Mechtler statt Wimmer: Neuer Chef bei Gewerkschaft vida. Ganz im Stillen vollzog sich bereits im März 2019 ein Generationswechsel bei der Gewerkschaft vida der Region Weinviertel Ost (Mistelbach und Gänserndorf): Adolf Wimmer hat nach zwei Amtsperioden den Vorsitz an den 28-jährigen Laaer Clemens Mechtler übergeben. Wimmer – seit 1981 ein Vollblutgewerkschafter – wird sich künftig verstärkt um die Pensionisten kümmern.

Von Michael Pfabigan. Erstellt am 21. Mai 2019 (09:43)
Ewald Schingerling
Generationenwechsel bei der Gewerkschaft vida in den Bezirken Mistelbach und Gänserndorf: Clemens Mechtler mit Alt-Gewerkschafts-Chef Adi Wimmer.
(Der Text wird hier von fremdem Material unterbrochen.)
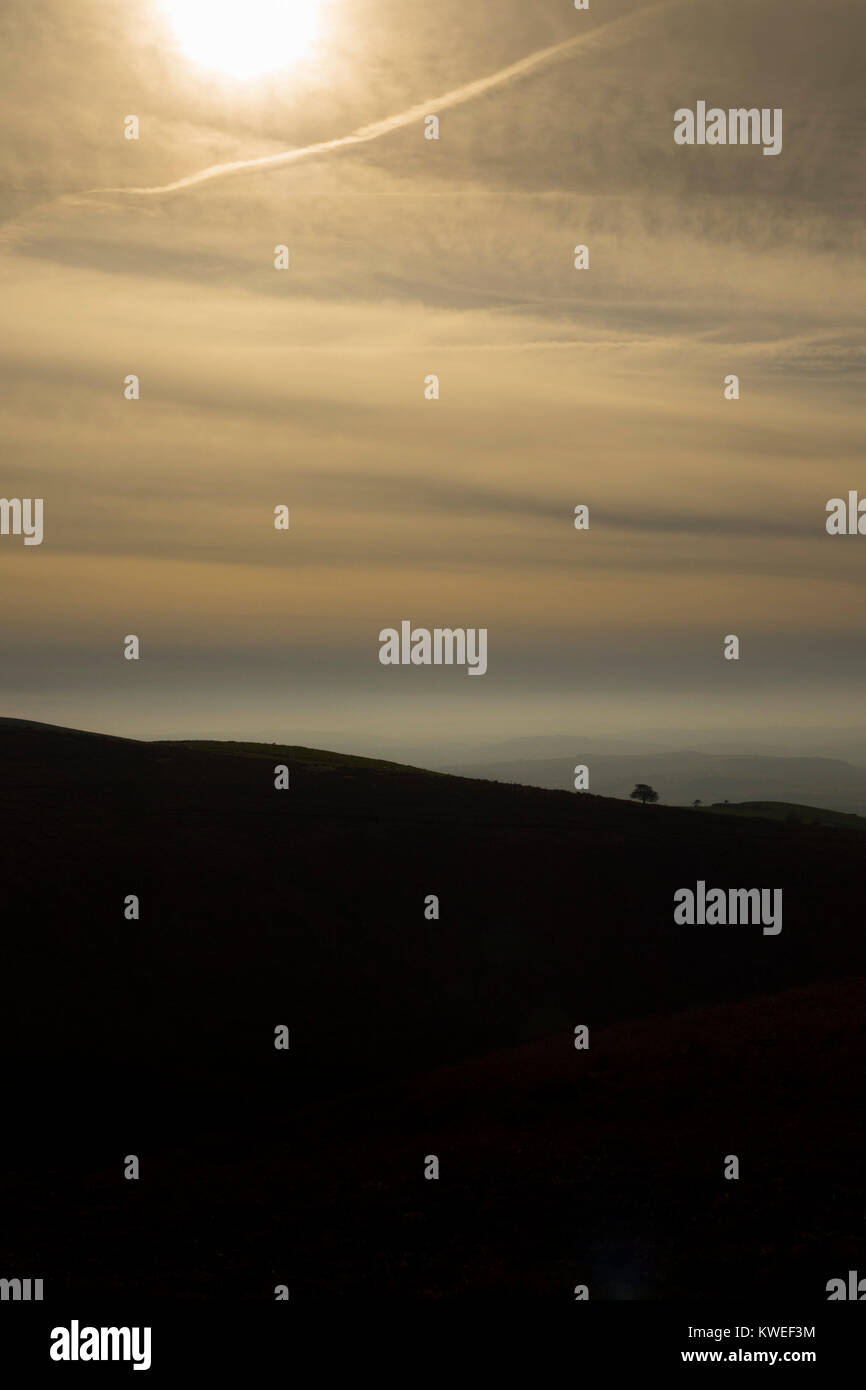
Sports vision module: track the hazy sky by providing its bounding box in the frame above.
[0,0,866,741]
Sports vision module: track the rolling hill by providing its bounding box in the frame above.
[0,721,866,1298]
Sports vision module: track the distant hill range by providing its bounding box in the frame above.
[442,742,866,816]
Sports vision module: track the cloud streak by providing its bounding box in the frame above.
[83,0,685,197]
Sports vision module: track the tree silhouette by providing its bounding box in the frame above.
[631,783,659,806]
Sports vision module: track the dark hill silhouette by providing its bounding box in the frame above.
[0,721,866,1291]
[442,739,866,815]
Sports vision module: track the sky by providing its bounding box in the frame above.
[0,0,866,751]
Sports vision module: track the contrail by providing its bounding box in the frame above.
[84,0,685,197]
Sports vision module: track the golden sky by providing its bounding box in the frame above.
[0,0,866,741]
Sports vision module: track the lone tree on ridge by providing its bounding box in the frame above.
[630,783,659,806]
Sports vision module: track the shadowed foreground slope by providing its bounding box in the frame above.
[0,721,866,1297]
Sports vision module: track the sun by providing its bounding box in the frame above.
[164,0,321,78]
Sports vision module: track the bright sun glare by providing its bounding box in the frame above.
[164,0,320,78]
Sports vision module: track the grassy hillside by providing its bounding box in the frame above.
[699,801,866,830]
[443,741,866,813]
[0,724,866,1297]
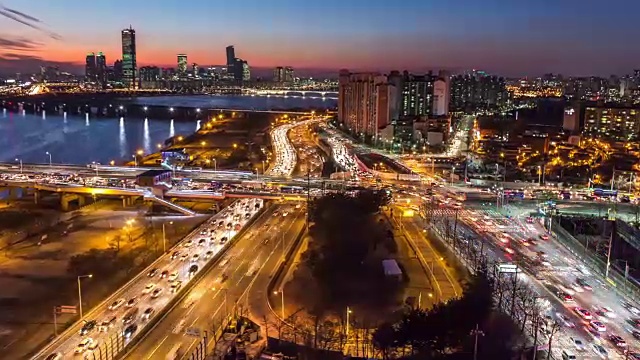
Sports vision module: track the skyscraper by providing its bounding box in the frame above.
[96,52,107,84]
[227,45,236,67]
[84,53,96,81]
[122,27,138,89]
[338,70,394,137]
[178,54,187,76]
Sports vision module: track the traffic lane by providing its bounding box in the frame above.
[127,207,284,359]
[45,200,260,356]
[182,213,304,353]
[127,209,302,359]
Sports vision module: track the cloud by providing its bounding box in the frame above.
[0,5,62,40]
[0,35,42,51]
[0,53,81,74]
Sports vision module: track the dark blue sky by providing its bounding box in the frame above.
[0,0,640,76]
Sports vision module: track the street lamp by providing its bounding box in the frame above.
[344,306,351,340]
[273,289,284,321]
[78,274,93,320]
[16,158,22,174]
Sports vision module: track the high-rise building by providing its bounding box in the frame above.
[400,71,434,117]
[84,53,97,81]
[113,60,123,81]
[227,45,236,66]
[273,66,284,82]
[450,70,507,111]
[178,54,187,76]
[122,27,138,89]
[96,52,107,85]
[338,70,394,138]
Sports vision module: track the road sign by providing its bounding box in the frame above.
[56,305,78,314]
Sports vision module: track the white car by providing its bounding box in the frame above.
[73,338,93,354]
[569,337,585,351]
[142,283,156,295]
[167,271,179,283]
[109,298,125,310]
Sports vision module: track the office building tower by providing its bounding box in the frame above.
[338,70,394,139]
[178,54,187,76]
[122,27,138,89]
[432,78,449,116]
[84,53,97,81]
[227,45,236,66]
[273,66,284,82]
[400,71,434,117]
[96,52,107,84]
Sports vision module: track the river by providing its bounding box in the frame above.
[0,96,336,164]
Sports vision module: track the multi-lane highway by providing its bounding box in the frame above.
[126,205,304,359]
[35,199,263,359]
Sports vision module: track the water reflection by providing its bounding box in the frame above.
[0,111,193,164]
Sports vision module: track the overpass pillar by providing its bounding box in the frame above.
[60,193,80,211]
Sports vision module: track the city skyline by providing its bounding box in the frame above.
[0,0,640,76]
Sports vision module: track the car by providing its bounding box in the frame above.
[589,320,607,332]
[609,334,627,349]
[167,271,179,283]
[189,264,198,276]
[80,320,98,336]
[169,281,182,294]
[556,313,576,328]
[151,287,163,299]
[142,283,156,295]
[622,302,640,315]
[73,338,93,354]
[558,291,575,302]
[122,324,138,339]
[98,316,117,332]
[573,307,593,320]
[591,343,609,359]
[627,351,640,360]
[108,298,125,310]
[142,307,156,320]
[125,296,138,307]
[576,278,593,291]
[122,307,138,325]
[569,337,584,351]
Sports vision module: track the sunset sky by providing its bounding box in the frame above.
[0,0,640,76]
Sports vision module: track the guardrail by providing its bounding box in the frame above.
[32,202,262,360]
[115,204,271,360]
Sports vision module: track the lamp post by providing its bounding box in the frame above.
[162,221,173,253]
[273,288,284,322]
[78,274,93,320]
[16,158,22,174]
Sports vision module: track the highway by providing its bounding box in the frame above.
[126,205,304,360]
[267,119,320,178]
[34,199,263,359]
[419,197,640,359]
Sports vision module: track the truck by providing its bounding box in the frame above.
[166,343,184,360]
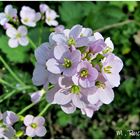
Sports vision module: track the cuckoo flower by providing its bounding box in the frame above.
[30,90,44,103]
[102,54,123,87]
[39,4,49,14]
[24,115,47,137]
[47,76,98,113]
[6,26,29,48]
[32,43,59,86]
[72,61,98,88]
[3,111,19,126]
[81,101,102,118]
[80,28,92,37]
[45,9,59,26]
[94,32,114,54]
[33,25,123,117]
[0,125,15,139]
[88,74,114,104]
[46,46,81,77]
[0,5,17,25]
[47,79,85,109]
[52,25,89,48]
[20,6,41,27]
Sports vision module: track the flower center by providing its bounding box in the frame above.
[104,66,112,74]
[47,17,51,21]
[63,58,72,68]
[68,38,76,46]
[31,123,37,128]
[103,47,113,54]
[16,33,21,38]
[70,85,80,94]
[80,69,88,78]
[95,81,105,89]
[23,18,29,22]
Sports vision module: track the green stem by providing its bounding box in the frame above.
[28,36,36,50]
[17,98,45,115]
[0,79,14,88]
[38,104,51,116]
[17,103,35,115]
[0,86,32,103]
[94,19,140,32]
[0,56,25,85]
[38,22,43,45]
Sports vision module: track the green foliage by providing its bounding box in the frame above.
[110,1,138,12]
[0,1,140,139]
[0,36,30,63]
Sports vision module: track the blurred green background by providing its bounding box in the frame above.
[0,1,140,138]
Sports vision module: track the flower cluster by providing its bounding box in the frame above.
[0,4,59,48]
[0,111,19,139]
[0,111,47,139]
[32,25,123,117]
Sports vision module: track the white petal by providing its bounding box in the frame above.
[32,64,48,86]
[52,34,67,45]
[46,58,61,74]
[87,90,99,104]
[6,27,17,38]
[81,107,94,118]
[33,116,45,126]
[46,20,58,26]
[94,32,104,40]
[106,74,120,87]
[35,12,41,22]
[26,126,35,137]
[69,25,82,38]
[54,90,72,105]
[19,37,29,46]
[105,37,114,50]
[8,39,18,48]
[18,26,28,36]
[54,45,68,60]
[98,87,114,104]
[46,85,60,103]
[4,5,17,17]
[35,43,53,65]
[24,115,34,126]
[72,94,85,108]
[35,126,47,137]
[72,74,79,85]
[61,104,76,114]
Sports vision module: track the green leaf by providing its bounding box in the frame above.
[0,36,30,63]
[59,2,84,27]
[110,1,138,12]
[57,112,72,127]
[84,3,127,29]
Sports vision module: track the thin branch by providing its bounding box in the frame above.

Zu den wichtigsten Projekten in der Vorsitzzeit von Adolf Wimmer gehörte die  Vereinigung der einst drei Gewerkschaften für Eisenbahner, Hotel- und Gastgewerbe und persönliche Dienste zur heutigen vida. Immer noch glauben viele, dass wir eine  Eisenbahnergewerkschaft sind – dabei gehören z. B. die Friseure genauso zu uns“, ergänzt Clemens Mechtler.
Aber natürlich war früher wie heute der Kampf um die Regionalbahnen im Weinviertel ein wichtiges Anliegen der Gewerkschaft. Aktuell kämpft die vida um den Erhalt des Großschweinbarther Kreuzes und den Ausbau der Strecke bis nach Leopoldau – mit direktem U-Bahn-Anschluss.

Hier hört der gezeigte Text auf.